What to do? Stay inside, wash hands frequently, avoid contact with others? Well, there seems to be a better answer, at least for most people.
The Kent County Health Department says the single best way to protect against the flu is by getting vaccinated.
“This season, 98 percent of the confirmed flu cases are either Type A or Type B strains of influenza, which are both found in this year’s vaccine” said Cathy Raevsky, administrative health officer for KCHD, recently. “In the coming days, many children will be going back to school after the holiday break, so we anticipate the numbers will continue to climb. If you haven’t gotten a flu shot or nasal mist for you or your family, now is an ideal time to vaccinate.”
The vaccination can take about two weeks to become effective.
Michigan Department of Community Health has reported two pediatric deaths in Michigan last month due to the flu.
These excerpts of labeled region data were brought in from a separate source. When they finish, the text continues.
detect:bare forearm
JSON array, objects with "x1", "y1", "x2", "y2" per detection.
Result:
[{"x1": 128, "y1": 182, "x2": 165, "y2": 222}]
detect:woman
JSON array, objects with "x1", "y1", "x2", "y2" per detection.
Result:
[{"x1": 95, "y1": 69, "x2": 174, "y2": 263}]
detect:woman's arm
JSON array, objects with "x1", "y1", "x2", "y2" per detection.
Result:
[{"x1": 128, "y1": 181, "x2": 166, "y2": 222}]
KCHD officials say they have plenty of injection ($25) and nasal mist ($32) vaccines available this year. Visit www.stickittotheflu.com to learn more about flu vaccinations, prevention tips and treatment, or call the health department at (616) 632-7200 to make an appointment. Your co-workers will thank you.
Back in 1977, Sam Bravata set out to develop a “family fun” restaurant and decided to furnish it with a unique collection of antiques and curiosities while producing some of West Michigan’s most delicious ribs. Eventually, Sam’s Joint restaurants spread to seven locations, including the flagship eatery in Caledonia. Other venues were built in Plainwell, Gun Lake, Alaska, Coopersville, Norton Shores and Rockford.
For the past 35 years, Bravata has personally been buying antiques and collectibles from various places around the world to furnish his renowned restaurants. While six locations will remain open, the Caledonia restaurant will be closed, and all of the unique décor will be offered during a one-time, online auction Feb. 12 through Orbitbid.com, a division of Meidema Auctioneering Co., in Byron Center.
“This is a great opportunity to purchase one-of-a-kind items from the famous Sam’s Joint restaurant,” said Jon Kuiper, an online auction specialist. “Please note: None of the restaurant equipment or tables and chairs will be selling, as they will remain with the building, which is currently for sale.”
Kuiper said the auction includes a veritable cornucopia of Americana. Items include a huge variety of vintage furniture, organs and pianos, scale model airplanes and boats, vintage firearms, an Italian granite bust, a carved eagle with an 11-foot wingspan, and vintage toys, trucks and pedal carts. There’s also a diving bell, mid-century collectibles, a vintage gas pump, military artifacts, statues, carvings, wooden airplane propellers, sports memorabilia, rare metal signs, dolls, stained glass windows and Tiffany shades, light fixtures, taxidermy pieces, musical instruments, clocks, arcade games, Western-themed collectibles, historic oddities, artwork, mirrors and historic documents, Native American artifacts, sleighs, strollers and buggies, duck decoys and much, much more.
The auction begins at 8 a.m., Tuesday, Feb. 12 and closes at 6 p.m. Feb. 11 is a “preview day” from 9 a.m. to 4 p.m. Visitors also can stop by and view the merchandise on the day of the auction. Kuiper said staff will be on-site with free wireless Internet access to assist in bidding.